The Clerk is DIRECTED to deliver a copy of this Order to all counsel of record.
It is so ORDERED.
. SA Alfin testified without contradiction that the FBI uncovered the user "Broden,” which it later linked to Defendant's computer, before it deployed the NIT,
. "Dedicated” to child pornography does not mean that every section actually consisted of child pornography—some forums apparently discussed how to prepare a child and exam-pies of child abuse. This distinction may explain the seeming conflict between SA Alfin’s testimony and the Government’s brief.
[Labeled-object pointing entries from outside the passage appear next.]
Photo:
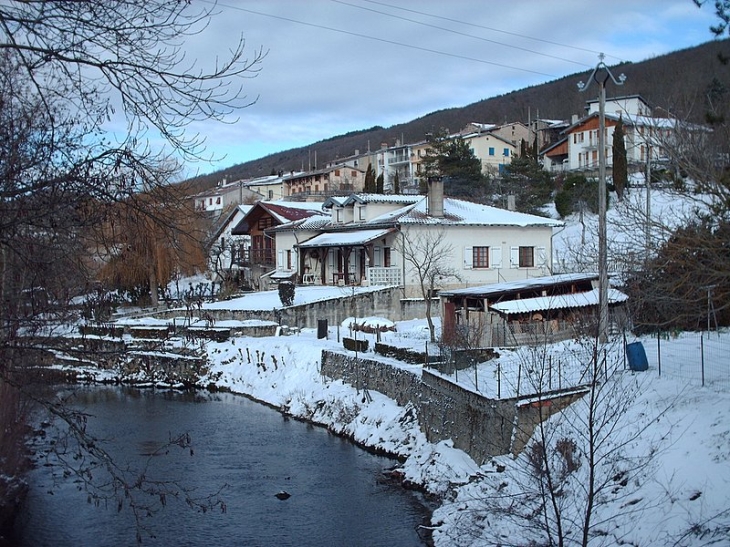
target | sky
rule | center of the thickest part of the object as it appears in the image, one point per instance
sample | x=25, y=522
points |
x=671, y=435
x=335, y=66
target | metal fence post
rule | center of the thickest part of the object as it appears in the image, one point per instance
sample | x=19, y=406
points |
x=499, y=381
x=702, y=357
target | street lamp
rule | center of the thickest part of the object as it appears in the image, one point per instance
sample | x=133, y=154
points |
x=601, y=74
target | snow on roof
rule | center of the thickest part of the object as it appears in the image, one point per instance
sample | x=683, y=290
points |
x=286, y=211
x=338, y=239
x=372, y=198
x=558, y=302
x=522, y=284
x=457, y=211
x=314, y=222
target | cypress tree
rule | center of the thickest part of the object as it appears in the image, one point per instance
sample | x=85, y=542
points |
x=620, y=168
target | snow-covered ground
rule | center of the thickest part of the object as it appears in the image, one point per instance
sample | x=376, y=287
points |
x=664, y=453
x=669, y=449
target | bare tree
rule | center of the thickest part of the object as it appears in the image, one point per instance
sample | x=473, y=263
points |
x=430, y=258
x=576, y=479
x=86, y=89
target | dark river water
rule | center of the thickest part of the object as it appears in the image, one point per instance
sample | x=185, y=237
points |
x=339, y=495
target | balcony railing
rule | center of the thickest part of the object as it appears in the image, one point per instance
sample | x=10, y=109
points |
x=384, y=276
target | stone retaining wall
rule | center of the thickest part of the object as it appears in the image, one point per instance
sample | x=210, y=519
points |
x=479, y=426
x=386, y=303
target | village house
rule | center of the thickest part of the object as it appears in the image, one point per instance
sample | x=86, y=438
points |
x=263, y=258
x=332, y=180
x=224, y=195
x=645, y=137
x=227, y=252
x=527, y=311
x=363, y=241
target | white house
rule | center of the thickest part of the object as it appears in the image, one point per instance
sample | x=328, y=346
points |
x=645, y=137
x=364, y=242
x=225, y=249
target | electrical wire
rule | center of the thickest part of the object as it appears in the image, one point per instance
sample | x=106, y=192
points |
x=527, y=50
x=383, y=40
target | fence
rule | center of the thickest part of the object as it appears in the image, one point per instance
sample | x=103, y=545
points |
x=694, y=358
x=535, y=369
x=697, y=358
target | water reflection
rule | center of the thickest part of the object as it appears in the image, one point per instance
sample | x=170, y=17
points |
x=338, y=494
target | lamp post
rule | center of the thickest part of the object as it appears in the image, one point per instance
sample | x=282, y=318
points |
x=601, y=74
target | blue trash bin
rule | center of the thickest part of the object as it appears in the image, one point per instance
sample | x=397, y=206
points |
x=636, y=356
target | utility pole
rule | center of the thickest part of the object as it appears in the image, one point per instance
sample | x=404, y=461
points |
x=601, y=74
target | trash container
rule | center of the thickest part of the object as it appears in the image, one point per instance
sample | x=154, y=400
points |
x=321, y=328
x=636, y=356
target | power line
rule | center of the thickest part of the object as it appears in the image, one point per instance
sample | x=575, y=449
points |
x=383, y=40
x=455, y=31
x=518, y=35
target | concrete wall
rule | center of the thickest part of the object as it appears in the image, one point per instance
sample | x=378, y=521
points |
x=479, y=426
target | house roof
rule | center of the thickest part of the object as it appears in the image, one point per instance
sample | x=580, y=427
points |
x=343, y=239
x=314, y=222
x=460, y=212
x=282, y=212
x=343, y=201
x=240, y=210
x=535, y=283
x=558, y=148
x=557, y=302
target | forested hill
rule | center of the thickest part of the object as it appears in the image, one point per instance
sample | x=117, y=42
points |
x=678, y=82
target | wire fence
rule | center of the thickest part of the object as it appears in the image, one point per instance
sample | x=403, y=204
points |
x=693, y=358
x=696, y=358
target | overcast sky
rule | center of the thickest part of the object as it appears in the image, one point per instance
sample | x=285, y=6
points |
x=335, y=66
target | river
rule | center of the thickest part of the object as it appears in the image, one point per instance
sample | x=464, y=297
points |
x=339, y=494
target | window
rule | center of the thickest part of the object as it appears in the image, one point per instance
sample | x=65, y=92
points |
x=264, y=223
x=527, y=257
x=480, y=257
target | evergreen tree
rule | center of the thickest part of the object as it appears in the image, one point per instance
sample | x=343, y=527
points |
x=380, y=184
x=620, y=168
x=525, y=179
x=453, y=159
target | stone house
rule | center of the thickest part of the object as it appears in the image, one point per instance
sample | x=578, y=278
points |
x=363, y=242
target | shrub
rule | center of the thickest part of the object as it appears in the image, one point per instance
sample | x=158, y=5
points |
x=286, y=293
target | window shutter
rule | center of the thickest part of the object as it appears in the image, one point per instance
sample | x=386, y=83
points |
x=514, y=257
x=495, y=260
x=541, y=257
x=468, y=258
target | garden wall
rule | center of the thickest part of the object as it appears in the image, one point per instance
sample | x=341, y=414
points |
x=479, y=426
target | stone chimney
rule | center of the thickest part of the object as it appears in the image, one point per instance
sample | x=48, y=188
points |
x=511, y=203
x=436, y=197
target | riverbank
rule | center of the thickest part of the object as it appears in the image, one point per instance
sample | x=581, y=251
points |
x=673, y=440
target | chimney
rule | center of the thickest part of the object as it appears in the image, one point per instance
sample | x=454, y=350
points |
x=511, y=206
x=436, y=197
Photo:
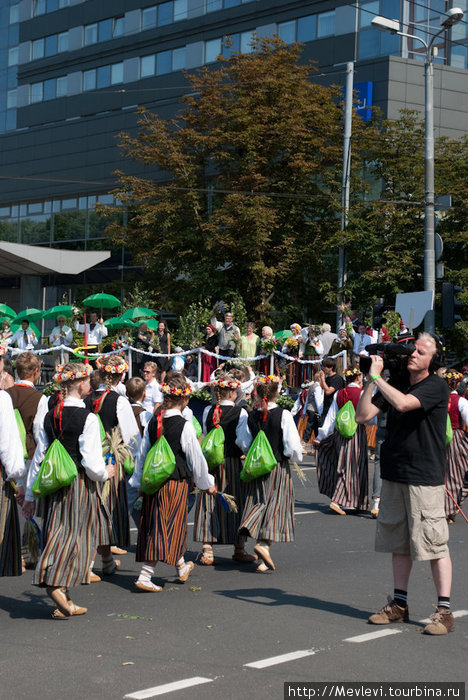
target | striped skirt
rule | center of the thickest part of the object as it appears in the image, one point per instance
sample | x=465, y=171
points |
x=162, y=535
x=457, y=466
x=113, y=523
x=269, y=507
x=342, y=470
x=69, y=534
x=10, y=541
x=213, y=524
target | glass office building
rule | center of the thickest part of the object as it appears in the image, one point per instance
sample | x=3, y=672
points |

. In Riley v. California, the Supreme Court held that "a warrant is generally required before” searching information on a cell phone, "even when a cell phone is seized incident to arrest.” — U.S. -, 134 S.Ct. 2473, 2493, 189 L.Ed.2d 430 (2014). Importantly, the Government had searched the contents of an arrestee's cell phone in Riley, including photographs and videos. Id at 2481. Here, however, the Government did not use the NIT to view anything beyond limited identifying information. Additionally, as the Eastern District of Michigan noted, Riley "did not generate a blanket rule applicable to any data search of any electronic device in any context.” United States v. Feiten, No. 15-20631, 2016 WL 894452, at *4 (E.D.Mich. Mar. 9, 2016). Instead, the Supreme Court "simply held that application of the search incident to arrest doctrine to [searches of digital data] would untether the rule from the justifications underlying it historically.” Id. (internal quotations omitted). Therefore, Riley does not control the Court’s decision in this case.
. The Court does note,. however, that it appears some of the continuing harm in this case occurred because the Government continued opérating Playpen, rather than immediately shutting it down. The Court has no role in deciding what methods the executive branch utilizes in fulfilling its duty to protect *622our citizens so long as’ its methods are constitutional.